WCW Main Event - History

History

Jim Crockett Promotions's NWA World Championship Wrestling, along with its predecessor (Georgia Championship Wrestling), were Saturday night mainstays on TBS for almost 30 years. Throughout much of the 1970s and 1980s, these two Saturday night wrestling programs were also complimented with a Sunday night wrestling program titled Best of World Championship Wrestling. The Sunday editions were mostly presented as a magazine format, featuring sit-down interviews with wrestlers and footage from other GCW and JCP television programming. In later years, airings of the Sunday edition became infrequent, as these airings were frequently pre-empted by TBS' coverage of the Atlanta Braves and the Atlanta Hawks.

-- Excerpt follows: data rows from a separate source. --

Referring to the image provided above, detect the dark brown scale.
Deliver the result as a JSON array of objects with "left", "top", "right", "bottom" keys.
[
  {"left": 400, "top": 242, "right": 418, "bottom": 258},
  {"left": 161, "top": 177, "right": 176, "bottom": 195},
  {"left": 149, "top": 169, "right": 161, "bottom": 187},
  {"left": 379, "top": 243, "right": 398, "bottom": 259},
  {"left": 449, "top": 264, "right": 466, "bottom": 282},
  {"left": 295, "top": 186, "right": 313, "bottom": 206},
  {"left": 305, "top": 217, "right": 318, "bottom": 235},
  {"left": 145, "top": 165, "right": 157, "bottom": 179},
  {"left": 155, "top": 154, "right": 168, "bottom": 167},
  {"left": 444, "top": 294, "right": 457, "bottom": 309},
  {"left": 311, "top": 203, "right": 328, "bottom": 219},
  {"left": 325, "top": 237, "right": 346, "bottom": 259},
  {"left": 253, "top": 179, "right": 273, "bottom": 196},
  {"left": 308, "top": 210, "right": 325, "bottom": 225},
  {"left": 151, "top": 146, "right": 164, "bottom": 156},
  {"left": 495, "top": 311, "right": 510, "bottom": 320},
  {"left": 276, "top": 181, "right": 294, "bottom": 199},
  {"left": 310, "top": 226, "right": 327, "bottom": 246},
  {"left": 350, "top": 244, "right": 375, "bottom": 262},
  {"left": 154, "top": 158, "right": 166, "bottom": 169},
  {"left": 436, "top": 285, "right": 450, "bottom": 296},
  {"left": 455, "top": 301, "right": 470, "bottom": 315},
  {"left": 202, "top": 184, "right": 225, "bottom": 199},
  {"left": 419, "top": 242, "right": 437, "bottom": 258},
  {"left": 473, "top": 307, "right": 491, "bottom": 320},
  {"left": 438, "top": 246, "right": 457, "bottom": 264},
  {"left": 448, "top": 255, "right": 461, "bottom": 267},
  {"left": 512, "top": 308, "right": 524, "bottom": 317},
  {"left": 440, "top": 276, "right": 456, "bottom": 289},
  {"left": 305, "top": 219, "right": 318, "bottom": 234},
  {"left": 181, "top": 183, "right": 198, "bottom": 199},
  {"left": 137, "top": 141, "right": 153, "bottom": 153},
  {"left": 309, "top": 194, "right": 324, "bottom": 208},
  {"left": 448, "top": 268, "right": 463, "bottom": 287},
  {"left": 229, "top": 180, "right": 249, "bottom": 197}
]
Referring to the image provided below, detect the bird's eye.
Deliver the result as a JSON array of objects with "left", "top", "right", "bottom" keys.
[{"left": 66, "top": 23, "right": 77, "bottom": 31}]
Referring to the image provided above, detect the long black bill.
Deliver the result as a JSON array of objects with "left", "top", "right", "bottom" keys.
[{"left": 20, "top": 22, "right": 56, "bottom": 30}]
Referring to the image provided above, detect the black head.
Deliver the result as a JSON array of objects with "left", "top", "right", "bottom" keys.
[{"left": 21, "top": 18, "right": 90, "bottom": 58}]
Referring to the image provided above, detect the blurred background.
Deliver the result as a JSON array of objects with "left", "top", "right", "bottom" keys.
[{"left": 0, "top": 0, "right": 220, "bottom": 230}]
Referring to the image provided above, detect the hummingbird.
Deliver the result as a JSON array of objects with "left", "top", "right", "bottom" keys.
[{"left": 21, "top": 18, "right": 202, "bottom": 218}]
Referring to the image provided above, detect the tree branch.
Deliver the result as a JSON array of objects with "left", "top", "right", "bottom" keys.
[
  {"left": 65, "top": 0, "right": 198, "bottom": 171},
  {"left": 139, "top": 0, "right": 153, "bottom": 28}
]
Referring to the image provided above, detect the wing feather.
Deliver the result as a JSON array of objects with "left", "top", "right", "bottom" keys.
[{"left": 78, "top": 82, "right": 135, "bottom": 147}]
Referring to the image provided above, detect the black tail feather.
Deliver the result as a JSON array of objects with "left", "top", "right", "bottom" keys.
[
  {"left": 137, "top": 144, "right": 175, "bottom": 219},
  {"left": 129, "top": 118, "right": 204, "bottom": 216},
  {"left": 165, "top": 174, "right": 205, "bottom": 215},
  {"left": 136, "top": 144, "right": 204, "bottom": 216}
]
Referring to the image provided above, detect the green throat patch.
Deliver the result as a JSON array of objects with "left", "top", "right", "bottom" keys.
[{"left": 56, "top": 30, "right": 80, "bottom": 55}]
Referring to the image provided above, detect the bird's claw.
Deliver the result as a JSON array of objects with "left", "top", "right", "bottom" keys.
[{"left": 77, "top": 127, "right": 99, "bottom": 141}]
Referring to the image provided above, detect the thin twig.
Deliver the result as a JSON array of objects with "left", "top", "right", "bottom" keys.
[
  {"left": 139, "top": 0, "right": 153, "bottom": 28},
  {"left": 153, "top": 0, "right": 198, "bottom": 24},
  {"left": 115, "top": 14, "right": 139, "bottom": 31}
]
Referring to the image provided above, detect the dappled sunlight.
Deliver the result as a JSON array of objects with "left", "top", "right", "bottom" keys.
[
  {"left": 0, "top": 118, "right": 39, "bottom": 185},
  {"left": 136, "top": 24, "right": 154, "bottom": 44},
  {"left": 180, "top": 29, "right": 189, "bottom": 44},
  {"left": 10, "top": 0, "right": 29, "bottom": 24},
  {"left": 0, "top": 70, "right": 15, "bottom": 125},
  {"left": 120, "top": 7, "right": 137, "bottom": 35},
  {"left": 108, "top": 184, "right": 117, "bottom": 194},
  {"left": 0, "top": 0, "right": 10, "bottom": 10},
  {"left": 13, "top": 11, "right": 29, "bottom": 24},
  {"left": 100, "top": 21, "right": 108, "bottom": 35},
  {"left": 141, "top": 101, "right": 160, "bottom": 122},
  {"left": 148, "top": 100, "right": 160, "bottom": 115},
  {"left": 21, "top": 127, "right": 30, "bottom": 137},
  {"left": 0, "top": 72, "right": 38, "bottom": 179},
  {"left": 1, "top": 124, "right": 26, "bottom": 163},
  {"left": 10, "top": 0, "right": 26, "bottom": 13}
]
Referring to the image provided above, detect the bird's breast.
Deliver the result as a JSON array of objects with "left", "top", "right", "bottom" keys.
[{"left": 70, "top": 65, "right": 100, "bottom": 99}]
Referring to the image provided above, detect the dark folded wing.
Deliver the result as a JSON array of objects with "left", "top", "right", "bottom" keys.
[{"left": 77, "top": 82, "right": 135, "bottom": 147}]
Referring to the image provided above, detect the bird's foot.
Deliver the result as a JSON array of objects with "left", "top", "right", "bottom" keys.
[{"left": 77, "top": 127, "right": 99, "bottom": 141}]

In early 1988, Ted Turner asked Jim Crockett, Jr. to create a new Sunday evening wrestling show featuring exclusive "main event caliber" matches. In 1988, NWA Main Event made its debut. The debut episode featured a main event match pitting Ric Flair, Arn Anderson and Tully Blanchard against Sting, Lex Luger and Barry Windham. The show proved to be an instant ratings success. Due to surmounting losses, Crockett was forced to sell JCP in November 1988 to Turner, who renamed the organization World Championship Wrestling.

The format for WCW Main Event kept one match that was regarded as "main event caliber" and would almost always feature one of WCW's top stars. Often, two or more matches would be featured, but by 1995 the format for the program slightly changed. Main Event would feature, in addition to its one featured match at the end of the program, matches that had aired on WCW Pro, WCW Saturday Night, and WCW WorldWide earlier in the weekend. When WCW Monday Nitro premiered later in 1995, matches from that program would also be featured.

On pay-per-view nights, Main Event would always air live from the venue where the pay-per-view was taking place and would feature multiple matches involving mid-carders and up-and-coming stars.